In re Estate of Tingo Arap Yego (Deceased, also known as Tingo Ngelo Yego) [2020] KEHC 3581 (KLR) | Succession Administration | Esheria

In re Estate of Tingo Arap Yego (Deceased, also known as Tingo Ngelo Yego) [2020] KEHC 3581 (KLR)

Full Case Text

REPUBLIC OF KENYA

IN THE HIGH COURT OF KENYA

AT ELDORET

SUCCESSION CAUSE NO. 296 OF 2001

IN THE MATTER OF THE ESTATE OF TINGO ARAP YEGO (DECEASED, ALSO KNOWN AS TINGO NGELO YEGO)

IN THE MATTER OF AN APPLICATION FOR REMOVAL OF ADMINISTRATORS

BETWEEN

JOHN TINGO........................................1ST PETITIONER

DAVID KIPROTICH MURGOR........2ND PETITIONER

AND

PHILISTA J. CHUMO.............................1ST OBJECTOR

EMILIANA YEGO...................................2ND OBJECTOR

RULING

[1]This ruling is in respect of the application dated 10 February 2020. It was filed herein by the Objectors, Philista J. Chumo and Emiliana Yego, pursuant to Sections 45 and 46 of the Law of Succession Act, for orders that:

[a]  spent

[b] The Administrators, namely, John Tingo and David Kiprotich Murgor, be summoned to attend Court to show cause why they are not ready and/or willing to effect transmission of the estate to the beneficiaries.

[c] In default of [b] above, the Administrators be removed from being the Administrators of the estate and that they be substituted by the Felister Chumo, Carlina Tongoi Sang and Milka Jelagat Chumo in order to complete the distribution of the estate.

[d]  Any other order that the Court may deem fit to grant.

[2] The application was premised on the grounds that the deceased died intestate on 19 July 2001 and that his estate has remained under administration to date in spite of pleas by the beneficiaries that they be given their respective shares.
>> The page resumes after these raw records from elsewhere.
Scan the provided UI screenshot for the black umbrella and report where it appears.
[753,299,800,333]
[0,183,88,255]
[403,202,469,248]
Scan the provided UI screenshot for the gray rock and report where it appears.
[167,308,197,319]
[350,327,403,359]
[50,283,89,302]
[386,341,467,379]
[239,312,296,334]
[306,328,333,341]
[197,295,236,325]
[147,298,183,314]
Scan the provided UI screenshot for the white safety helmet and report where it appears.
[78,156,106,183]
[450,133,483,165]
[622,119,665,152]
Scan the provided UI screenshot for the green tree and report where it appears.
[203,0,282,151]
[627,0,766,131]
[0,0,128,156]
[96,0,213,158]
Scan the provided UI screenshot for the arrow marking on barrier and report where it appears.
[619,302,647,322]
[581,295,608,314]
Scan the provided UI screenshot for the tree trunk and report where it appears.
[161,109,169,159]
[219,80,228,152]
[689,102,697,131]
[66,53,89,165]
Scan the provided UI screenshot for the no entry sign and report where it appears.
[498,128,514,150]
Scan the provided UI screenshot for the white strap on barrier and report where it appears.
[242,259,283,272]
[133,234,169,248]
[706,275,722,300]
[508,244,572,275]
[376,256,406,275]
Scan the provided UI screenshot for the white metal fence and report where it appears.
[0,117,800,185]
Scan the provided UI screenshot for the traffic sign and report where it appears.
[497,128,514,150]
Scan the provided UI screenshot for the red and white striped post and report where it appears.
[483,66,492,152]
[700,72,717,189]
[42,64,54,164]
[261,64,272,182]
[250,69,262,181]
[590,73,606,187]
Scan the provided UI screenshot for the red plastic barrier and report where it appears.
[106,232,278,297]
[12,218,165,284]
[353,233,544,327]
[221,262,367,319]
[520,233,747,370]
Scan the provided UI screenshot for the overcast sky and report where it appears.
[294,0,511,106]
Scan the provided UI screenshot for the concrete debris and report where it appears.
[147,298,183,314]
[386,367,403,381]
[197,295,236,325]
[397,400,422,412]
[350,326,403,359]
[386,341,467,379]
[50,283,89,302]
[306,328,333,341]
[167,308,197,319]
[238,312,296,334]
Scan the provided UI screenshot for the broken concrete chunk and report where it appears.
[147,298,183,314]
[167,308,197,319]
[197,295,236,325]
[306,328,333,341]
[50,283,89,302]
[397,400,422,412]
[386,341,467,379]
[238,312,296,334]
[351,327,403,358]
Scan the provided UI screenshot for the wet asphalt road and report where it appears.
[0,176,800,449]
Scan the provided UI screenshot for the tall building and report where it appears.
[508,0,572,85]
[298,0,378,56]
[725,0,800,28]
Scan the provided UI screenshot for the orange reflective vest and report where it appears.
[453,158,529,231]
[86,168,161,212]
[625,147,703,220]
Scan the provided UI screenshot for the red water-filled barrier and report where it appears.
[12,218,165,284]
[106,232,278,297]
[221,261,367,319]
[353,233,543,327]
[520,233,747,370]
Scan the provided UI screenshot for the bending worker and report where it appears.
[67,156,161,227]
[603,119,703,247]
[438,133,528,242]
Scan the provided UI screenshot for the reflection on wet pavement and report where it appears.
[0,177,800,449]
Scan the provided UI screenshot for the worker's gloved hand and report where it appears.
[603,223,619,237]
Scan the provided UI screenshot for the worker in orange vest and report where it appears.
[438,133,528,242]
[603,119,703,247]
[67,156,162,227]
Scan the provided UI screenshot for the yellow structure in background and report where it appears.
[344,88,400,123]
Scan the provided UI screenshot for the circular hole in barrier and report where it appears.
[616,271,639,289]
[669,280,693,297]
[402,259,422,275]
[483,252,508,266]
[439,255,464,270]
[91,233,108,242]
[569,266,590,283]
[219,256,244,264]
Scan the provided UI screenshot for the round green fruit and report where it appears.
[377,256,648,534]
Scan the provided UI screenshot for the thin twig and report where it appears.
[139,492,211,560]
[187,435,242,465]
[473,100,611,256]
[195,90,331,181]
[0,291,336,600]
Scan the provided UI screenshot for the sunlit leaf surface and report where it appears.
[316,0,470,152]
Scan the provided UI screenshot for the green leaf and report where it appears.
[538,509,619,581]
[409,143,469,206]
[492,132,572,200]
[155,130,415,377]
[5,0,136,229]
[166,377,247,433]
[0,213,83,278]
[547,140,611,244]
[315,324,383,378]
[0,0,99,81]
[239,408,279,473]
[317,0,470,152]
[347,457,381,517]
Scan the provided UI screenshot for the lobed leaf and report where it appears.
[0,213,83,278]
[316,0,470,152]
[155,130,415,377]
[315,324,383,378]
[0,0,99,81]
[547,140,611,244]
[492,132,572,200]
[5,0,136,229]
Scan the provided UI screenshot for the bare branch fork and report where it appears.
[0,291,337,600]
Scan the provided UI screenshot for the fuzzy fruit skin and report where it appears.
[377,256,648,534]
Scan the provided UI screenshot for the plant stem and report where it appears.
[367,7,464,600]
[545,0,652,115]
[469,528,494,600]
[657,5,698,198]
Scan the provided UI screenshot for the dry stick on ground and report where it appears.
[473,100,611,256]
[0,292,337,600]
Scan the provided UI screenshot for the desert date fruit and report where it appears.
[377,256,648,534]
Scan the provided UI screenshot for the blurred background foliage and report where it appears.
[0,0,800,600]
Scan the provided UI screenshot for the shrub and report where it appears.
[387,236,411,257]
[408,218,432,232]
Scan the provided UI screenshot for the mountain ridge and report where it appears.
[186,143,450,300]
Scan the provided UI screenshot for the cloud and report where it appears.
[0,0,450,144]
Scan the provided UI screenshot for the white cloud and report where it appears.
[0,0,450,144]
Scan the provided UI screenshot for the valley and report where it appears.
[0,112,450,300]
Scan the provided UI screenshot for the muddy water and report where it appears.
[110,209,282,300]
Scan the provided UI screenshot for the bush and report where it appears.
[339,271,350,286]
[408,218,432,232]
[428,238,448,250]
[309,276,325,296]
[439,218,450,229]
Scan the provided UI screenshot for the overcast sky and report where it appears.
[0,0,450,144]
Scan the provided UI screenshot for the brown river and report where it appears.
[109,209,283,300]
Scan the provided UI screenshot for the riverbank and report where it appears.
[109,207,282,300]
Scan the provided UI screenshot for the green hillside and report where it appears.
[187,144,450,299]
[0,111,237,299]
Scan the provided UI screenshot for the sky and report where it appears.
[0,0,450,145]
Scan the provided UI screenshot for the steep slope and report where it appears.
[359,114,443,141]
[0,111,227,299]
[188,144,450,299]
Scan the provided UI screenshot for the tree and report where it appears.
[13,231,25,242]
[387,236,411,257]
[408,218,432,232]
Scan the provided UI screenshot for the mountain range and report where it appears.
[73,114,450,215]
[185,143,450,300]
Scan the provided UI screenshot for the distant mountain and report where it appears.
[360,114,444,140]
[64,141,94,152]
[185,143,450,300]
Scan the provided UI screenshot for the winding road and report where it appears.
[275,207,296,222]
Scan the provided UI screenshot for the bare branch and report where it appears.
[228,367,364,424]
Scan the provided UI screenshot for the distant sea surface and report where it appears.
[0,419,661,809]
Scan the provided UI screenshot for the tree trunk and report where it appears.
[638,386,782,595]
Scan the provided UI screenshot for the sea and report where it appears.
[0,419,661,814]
The application is supported by the affidavit annexed thereto, wherein it was averred that this dispute has been pending before court since the year 2001; and that it was not until 18 October 2019 that it was settled via mediation and a Certificate of Confirmation issued. That since then, the Administrators have resumed their indolence and declined to finalize the process of transmission as required of them. It was on that account that the instant application was filed.

[3] The Administrators were duly served with the application; and, whereas the 1st Administrator attended court, he was unable to give any justification for their indolence, except that they are not happy with the Mediation Settlement. The 2nd Administrator did not attend court and no explanation was given for that failure. Thus, the matter proceeded ex parte on 3 March 2020. While acknowledging that this Succession Cause has been pending for long, the 1st Administrator completely failed to give any plausible justification for the state of affairs.

[4]  I have nevertheless perused the record and noted that the deceased made a Will and set out his wishes therein as to how he wanted his estate handled. The provisions pursuant to which the application has been brought do not provide for the reliefs sought. And, as this is not an application for revocation of Grant, I take the view that no sufficient cause has been shown for the removal of the Administrators. There is no proof that they have intermeddled with the estate for purposes of Section 45 of the Law of Succession Act. It is manifest therefore that the application is incompetent and is hereby struck out. It is further ordered that immediate steps be taken by the executors to conclude this longstanding matter.

It is so ordered.

DATED SIGNED AND DELIVERED AT ELDORET THIS 12TH DAY OF MAY, 2020.